Mama was tender-hearted and easily wounded, but also a fighter. If you had to go to war, you would want to take Mama. She wasn’t the kind to back down and wasn’t one to mince words, either.
Mama was a supreme curser. When she was spewing profanities, the words shot out like hollow-point bullets that could penetrate even the most fortified of psyches. She created word combinations of such invention that I have rarely heard the equal, even from some of the most proficient of profanity spewers.
Mama didn’t curse — she cussed. Her enunciation was riveting. She’d cut ‘em up then walk away, depending on whether the person still wanted to tango.

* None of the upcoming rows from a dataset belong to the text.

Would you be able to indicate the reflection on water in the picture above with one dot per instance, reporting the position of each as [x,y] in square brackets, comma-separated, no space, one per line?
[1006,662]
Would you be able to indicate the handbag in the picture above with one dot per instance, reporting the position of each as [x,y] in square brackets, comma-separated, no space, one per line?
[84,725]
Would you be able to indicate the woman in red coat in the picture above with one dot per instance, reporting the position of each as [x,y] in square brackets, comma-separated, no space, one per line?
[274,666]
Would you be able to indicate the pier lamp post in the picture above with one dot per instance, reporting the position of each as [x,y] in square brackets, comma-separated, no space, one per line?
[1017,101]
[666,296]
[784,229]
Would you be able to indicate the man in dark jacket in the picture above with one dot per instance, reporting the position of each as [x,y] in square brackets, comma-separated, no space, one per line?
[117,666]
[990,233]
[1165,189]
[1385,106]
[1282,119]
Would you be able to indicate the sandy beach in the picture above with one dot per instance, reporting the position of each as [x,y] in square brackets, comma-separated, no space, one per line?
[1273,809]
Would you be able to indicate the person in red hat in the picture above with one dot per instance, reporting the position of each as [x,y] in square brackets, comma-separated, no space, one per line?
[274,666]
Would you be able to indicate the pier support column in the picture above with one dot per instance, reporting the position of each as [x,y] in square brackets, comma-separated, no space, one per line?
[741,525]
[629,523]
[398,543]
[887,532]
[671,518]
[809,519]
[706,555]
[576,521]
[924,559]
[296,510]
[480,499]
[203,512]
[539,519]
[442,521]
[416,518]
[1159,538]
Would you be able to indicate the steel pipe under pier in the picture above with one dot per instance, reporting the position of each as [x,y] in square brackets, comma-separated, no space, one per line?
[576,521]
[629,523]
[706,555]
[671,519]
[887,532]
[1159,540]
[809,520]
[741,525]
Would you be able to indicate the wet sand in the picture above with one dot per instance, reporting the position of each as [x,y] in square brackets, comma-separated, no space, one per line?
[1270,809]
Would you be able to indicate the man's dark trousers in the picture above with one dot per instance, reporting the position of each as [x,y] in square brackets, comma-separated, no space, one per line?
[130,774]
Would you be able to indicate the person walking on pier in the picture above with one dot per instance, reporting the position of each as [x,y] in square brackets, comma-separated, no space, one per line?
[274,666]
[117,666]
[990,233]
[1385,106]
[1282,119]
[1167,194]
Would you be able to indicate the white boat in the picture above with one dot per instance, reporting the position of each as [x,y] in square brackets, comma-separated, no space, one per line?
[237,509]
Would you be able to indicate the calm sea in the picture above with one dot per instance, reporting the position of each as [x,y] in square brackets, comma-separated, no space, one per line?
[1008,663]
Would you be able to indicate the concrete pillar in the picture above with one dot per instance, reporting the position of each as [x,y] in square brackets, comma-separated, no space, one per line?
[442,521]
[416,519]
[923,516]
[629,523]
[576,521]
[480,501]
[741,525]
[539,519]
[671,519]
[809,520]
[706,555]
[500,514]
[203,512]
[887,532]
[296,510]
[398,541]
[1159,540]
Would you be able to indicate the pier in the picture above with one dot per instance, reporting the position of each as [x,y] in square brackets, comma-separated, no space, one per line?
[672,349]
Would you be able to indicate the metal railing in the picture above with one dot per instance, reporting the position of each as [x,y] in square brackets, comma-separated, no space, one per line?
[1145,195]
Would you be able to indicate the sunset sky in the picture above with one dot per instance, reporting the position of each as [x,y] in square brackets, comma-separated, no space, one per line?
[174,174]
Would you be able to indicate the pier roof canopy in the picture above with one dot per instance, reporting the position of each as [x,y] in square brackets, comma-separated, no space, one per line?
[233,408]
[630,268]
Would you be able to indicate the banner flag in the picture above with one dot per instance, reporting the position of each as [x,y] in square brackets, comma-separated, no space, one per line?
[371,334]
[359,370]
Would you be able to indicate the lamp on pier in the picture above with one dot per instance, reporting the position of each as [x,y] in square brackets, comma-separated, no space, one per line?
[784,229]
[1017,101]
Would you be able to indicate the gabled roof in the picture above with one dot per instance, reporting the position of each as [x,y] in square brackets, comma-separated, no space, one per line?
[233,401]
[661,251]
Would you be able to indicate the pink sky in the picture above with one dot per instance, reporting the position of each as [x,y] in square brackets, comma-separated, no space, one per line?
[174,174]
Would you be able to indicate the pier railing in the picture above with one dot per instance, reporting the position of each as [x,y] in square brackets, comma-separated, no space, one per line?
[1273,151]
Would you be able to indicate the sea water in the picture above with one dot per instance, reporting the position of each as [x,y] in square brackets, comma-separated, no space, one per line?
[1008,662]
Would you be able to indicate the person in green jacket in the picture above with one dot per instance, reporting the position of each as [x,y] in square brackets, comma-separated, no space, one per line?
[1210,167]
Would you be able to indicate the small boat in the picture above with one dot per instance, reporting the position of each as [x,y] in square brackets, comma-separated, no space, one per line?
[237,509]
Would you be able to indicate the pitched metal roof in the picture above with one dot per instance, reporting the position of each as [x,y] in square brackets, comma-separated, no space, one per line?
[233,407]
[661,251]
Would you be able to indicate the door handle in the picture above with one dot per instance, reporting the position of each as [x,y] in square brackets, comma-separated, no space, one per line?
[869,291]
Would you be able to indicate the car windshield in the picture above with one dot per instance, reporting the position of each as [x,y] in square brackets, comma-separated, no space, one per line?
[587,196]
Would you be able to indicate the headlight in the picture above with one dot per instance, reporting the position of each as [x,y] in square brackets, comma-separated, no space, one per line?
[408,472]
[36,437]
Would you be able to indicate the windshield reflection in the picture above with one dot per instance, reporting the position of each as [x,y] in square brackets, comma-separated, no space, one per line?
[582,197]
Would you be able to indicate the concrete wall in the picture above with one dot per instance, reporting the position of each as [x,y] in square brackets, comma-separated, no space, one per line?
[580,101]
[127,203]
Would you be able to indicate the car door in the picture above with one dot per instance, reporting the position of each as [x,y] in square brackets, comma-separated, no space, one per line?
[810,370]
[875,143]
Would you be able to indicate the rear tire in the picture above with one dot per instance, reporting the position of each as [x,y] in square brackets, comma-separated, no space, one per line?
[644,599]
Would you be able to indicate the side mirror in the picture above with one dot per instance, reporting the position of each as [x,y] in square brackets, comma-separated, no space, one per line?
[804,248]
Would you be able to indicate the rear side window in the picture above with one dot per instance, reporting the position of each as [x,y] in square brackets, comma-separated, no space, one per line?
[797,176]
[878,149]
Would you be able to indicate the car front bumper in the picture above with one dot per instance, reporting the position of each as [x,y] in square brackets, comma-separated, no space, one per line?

I loved to dance with my Mama ...
“I wanna hold your han-an-and,” I sang as Mama got ready for work, the sounds of the radio sweeping through our apartment like the smell of Dial soap and Mama’s instant coffee, which she always mixed with water she boiled in a small uncovered pot on the kitchen stove.
Mama loved music. Our hi-fi was truly one of Mama’s treasures. It was one of those rectangular-shaped, mahogany-colored wooden boxes. Our hi-fi sat in the living room. Mama had amassed her own collection of 45s and LPs. She had everybody: Martha Reeves and the Vandellas, the Temptin’ Temptations, Aretha Franklin, Gladys Knight and the Pips, James Brown.
Mama’s love for music rubbed off on me. I also picked up her knack for dancing. I especially liked to dance with Mama. She smiled and snapped. I shuffled and shook.
“You getting’ down, boy,” Mama used to say in that way older Black folks do when they’re watching a little kid boogie down.
I never said a word. I just smiled and danced with all my might until I got tired or the music stopped.
How I wish I could dance with my mother again …
Even during my senior year of high school, money was tight. Mama scrounged up enough for deposits on my senior pictures and class ring, though in the end we could afford neither. I kept the proofs of my pictures, wallet-sized photos etched with the name of the studio and the word “proofs.” I never laid eyes on the ring.
But at least I was getting my diploma. Mama couldn’t afford that, either. But true to her word, sometimes through borrowing, penny-pinching and always sacrifice, she had found a way to pay my tuition at Providence St. Mel.
The best picture that I took that sun-washed graduation day is one that I have kept all these years safely tucked away behind the plastic preserving pages of an old photo album. In that photo, Mama stares at the camera. I hold my diploma, kissing her on the cheek. Mama’s face is spread in a girlish smile.
But it is her eyes that move me. They are so happy.
Nearly seven years since her passing, I miss her everyday, especially on Mother’s Day.
But until my dying day, I will always remember Mama.